Fitch Ratings maintains outstanding ratings on a number of Indian thermal power projects. Given the uninterrupted increase in interest rates in India — some 200 bps since about April 2010 — the agency attempted to quantify the impact of higher financing costs on project economics and debt payment capacity.

No immediate action

Fitch has found that the current increases are unlikely to cause any immediate negative rating action.

Almost all Fitch-rated power projects are under varying stages of construction. While some projects have tied up fully contracted off-take agreements via long-term power purchase agreements (PPAs) with State-owned electric utilities that provide for a pass through of costs (including interest) in the tariff, many others are structured as pure merchant power plants (MPPs) that are fully exposed to price and volume risks. Some plants adopt a mix of the two models.
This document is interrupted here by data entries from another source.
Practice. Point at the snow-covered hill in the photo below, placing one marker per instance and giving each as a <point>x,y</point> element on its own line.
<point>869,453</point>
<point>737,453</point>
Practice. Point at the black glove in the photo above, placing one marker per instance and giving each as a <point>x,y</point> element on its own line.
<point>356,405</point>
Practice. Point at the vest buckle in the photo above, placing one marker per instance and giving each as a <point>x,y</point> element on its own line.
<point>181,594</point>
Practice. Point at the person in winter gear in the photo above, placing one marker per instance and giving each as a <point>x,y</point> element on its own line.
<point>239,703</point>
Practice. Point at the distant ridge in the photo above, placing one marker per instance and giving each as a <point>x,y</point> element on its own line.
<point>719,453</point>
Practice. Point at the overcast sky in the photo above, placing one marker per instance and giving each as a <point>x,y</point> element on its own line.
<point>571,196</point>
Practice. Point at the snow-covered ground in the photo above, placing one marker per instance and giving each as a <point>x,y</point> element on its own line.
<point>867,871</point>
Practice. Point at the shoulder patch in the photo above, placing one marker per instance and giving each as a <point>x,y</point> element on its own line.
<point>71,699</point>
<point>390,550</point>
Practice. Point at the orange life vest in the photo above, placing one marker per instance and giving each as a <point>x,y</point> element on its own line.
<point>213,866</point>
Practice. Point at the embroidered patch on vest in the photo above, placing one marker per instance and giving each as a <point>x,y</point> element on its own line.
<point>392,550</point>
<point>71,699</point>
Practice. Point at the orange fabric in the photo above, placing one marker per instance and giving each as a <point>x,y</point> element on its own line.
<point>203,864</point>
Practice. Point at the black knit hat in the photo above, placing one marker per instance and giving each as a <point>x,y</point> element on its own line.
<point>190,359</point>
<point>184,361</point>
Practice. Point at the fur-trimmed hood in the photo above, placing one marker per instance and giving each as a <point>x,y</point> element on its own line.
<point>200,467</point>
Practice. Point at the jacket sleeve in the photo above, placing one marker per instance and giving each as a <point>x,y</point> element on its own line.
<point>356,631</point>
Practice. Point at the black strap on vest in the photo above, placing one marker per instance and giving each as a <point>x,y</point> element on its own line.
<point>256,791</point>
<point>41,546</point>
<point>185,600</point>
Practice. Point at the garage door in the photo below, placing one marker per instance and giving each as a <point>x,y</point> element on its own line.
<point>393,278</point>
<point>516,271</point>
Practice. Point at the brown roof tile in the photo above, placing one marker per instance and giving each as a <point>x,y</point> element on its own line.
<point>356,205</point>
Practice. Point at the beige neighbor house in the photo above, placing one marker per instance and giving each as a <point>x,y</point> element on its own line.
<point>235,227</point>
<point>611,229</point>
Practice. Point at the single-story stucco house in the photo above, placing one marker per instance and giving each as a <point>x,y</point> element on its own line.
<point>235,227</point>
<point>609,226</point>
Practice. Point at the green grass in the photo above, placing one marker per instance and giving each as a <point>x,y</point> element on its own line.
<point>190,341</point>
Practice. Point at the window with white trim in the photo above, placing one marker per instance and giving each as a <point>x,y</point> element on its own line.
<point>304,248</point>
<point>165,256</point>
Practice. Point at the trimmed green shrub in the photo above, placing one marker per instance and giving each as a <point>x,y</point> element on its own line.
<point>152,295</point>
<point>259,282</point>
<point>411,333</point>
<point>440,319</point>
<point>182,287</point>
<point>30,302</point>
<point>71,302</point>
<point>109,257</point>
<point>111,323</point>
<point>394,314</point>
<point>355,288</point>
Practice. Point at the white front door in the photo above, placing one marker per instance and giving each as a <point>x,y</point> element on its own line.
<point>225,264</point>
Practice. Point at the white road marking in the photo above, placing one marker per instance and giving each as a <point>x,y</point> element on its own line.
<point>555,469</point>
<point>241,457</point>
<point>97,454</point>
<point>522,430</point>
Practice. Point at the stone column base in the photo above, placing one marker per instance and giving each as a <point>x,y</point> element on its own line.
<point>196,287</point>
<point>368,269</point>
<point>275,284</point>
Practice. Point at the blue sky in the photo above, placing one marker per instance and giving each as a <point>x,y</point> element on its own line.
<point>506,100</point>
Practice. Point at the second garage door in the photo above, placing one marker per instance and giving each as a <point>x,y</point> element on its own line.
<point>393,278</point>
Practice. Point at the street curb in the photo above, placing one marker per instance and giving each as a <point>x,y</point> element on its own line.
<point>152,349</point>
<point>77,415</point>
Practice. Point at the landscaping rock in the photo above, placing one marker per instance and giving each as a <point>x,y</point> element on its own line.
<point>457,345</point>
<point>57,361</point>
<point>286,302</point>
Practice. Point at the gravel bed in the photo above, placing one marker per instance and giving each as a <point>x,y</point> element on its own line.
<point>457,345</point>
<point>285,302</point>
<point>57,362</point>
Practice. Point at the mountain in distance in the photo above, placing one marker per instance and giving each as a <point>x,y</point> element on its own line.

The debt of all of these power projects is funded by domestic commercial banks, whose terms include an interest reset provision at periodic intervals, some annually. Certain loan agreements allow for the interest rate to remain fixed for the entire construction phase, thus ensuring that there is no cost over-run at least on this account.

Obviously, MPPs that have no tariff guarantees would suffer a contraction in financial margin.

Credit quality

However, Fitch said if interest rates continue to rise and remain at very high levels over the life of the loans, then debt service coverage ratios which, in many cases, are already weak — could come under pressure and start affecting credit quality.

Fitch's calculations show that in projects where construction is well underway and where loan draws have commenced, cost over-runs on account of interest rate increases may not be pronounced — considering the shorter residual time to achieve completion.

Even in extreme situations where a project has just drawn a loan and the applicable interest rate has increased by 300 bps, the agency expects the additional cost of the project to be in the region of 2 to 3.5 per cent depending on the drawdown schedule and gearing level.